Version: 1.0

Model configuration

This part of configuration defines how to configure the Executor (e.g. Flink job) and its components for a given scenario type. It is processed not only at the Designer but also passed to the execution engine (e.g. Flink), that’s why it’s parsed and processed a bit differently:

Defaults can be defined in defaultModelConfig.conf. Standard deployment (e.g. with docker sample) has it here.
defaultModelConfig.conf is currently resolved both on designer (to extract information about types of data or during scenario testing) and on execution engine (e.g. on Flink). That’s why all environment variables used there have to be defined also on all Flink hosts (!). This is a technical limitation and may change in the future.
Some Components can use a special mechanism which resolves and adds additional configuration during deployment, which is then passed to the execution engine. Such configuration is read and resolved only at the designer. Example: OpenAPI enrichers need to read its definition from external sites - so e.g. Flink cluster does not have to have access to the site with the definition.

Common settings settings

Parameter name	Importance	Type	Default value	Description
timeout	Medium	duration	10s	Timeout for invocation of scenario part (including enrichers)
asyncExecutionConfig.bufferSize	Low	int	200	Buffer size used for async I/O
asyncExecutionConfig.workers	Low	int	8	Number of workers for thread pool used with async I/O
asyncExecutionConfig.defaultUseAsyncInterpretation	Medium	boolean	true	Should async I/O be used by scenarios by default - if you don't use many enrichers etc. you may consider setting this flag to false
checkpointConfig.checkpointInterval	Medium	duration	10m	How often should checkpoints be performed by default
checkpointConfig.minPauseBetweenCheckpoints	Low	duration	checkpointInterval / 2	Minimal pause between checkpoints
checkpointConfig.maxConcurrentCheckpoints	Low	int	1	Maximum concurrent checkpoints setting
checkpointConfig.tolerableCheckpointFailureNumber	Low	int		Tolerable failed checkpoint setting
rocksDB.enable	Medium	boolean	true	Enable RocksDB state backend support
rocksDB.incrementalCheckpoints	Medium	boolean	true	Should incremental checkpoints be used
rocksDB.dbStoragePath	Low	string		Allows to override RocksDB local data storage
enableObjectReuse	Low	boolean	true	Should allow object reuse
nkGlobalParameters.explicitUidInStatefulOperators	Low	boolean	true	Should consistent operator uids be used
nkGlobalParameters.useTypingResultTypeInformation	Low	boolean	true	Enables using Nussknacker additional typing information for state serialization. It makes serialization much faster, currently consider it as experimental
eventTimeMetricSlideDuration	Low	duration	10 seconds	We use sliding window reservoir sampling for some metrics, this configures slide length
nodeCategoryMapping	Low	map		Override default grouping of basic nodes and components in toolbox categories. Component names are keys, while values are toolbox categories (e.g. sources, enrichers etc.)
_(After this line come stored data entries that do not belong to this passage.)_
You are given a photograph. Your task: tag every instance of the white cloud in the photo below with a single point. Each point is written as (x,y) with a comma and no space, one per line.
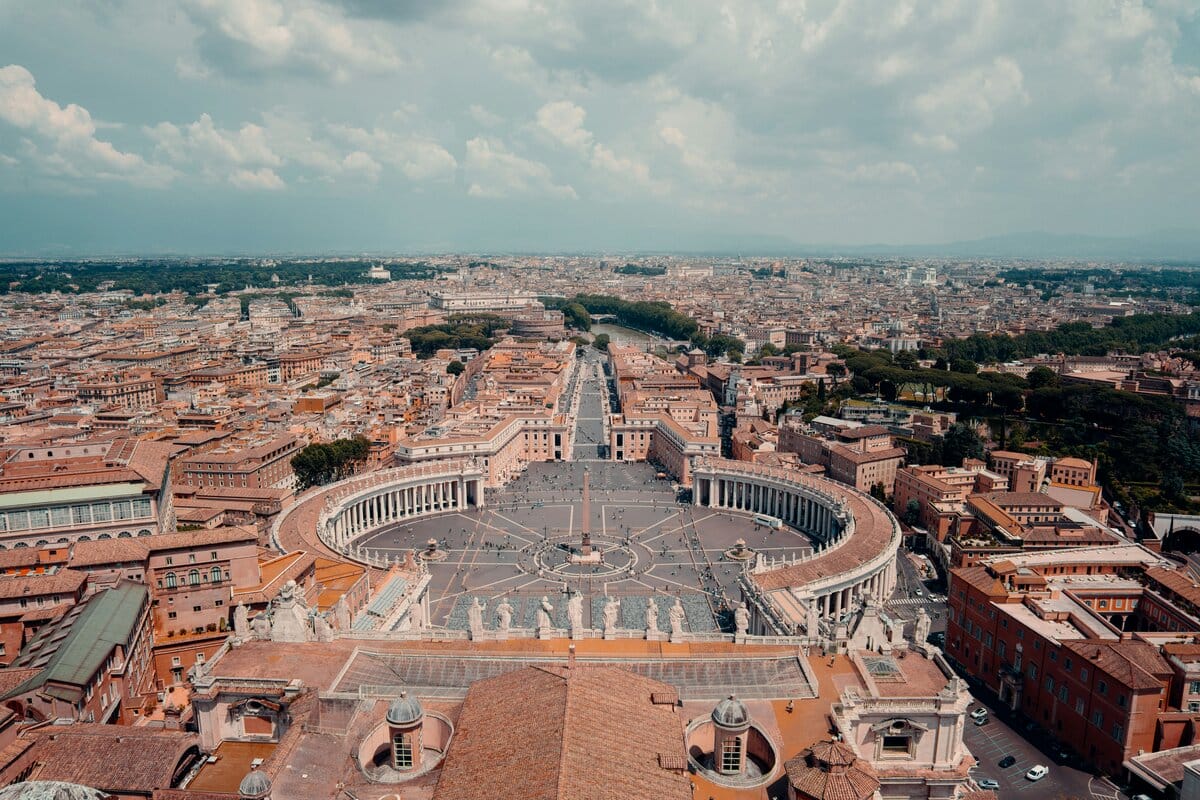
(495,172)
(969,102)
(885,172)
(563,120)
(419,158)
(257,179)
(70,133)
(484,116)
(301,34)
(204,143)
Configuring exception handling (Flink only)

Exception handling can be customized using provided EspExceptionConsumer. By default, there are two available:

BrieflyLogging
VerboselyLogging More of them can be added with custom extensions. By default, basic error metrics are collected. If for some reason it's not desirable, metrics collector can be turned off with withRateMeter: false setting.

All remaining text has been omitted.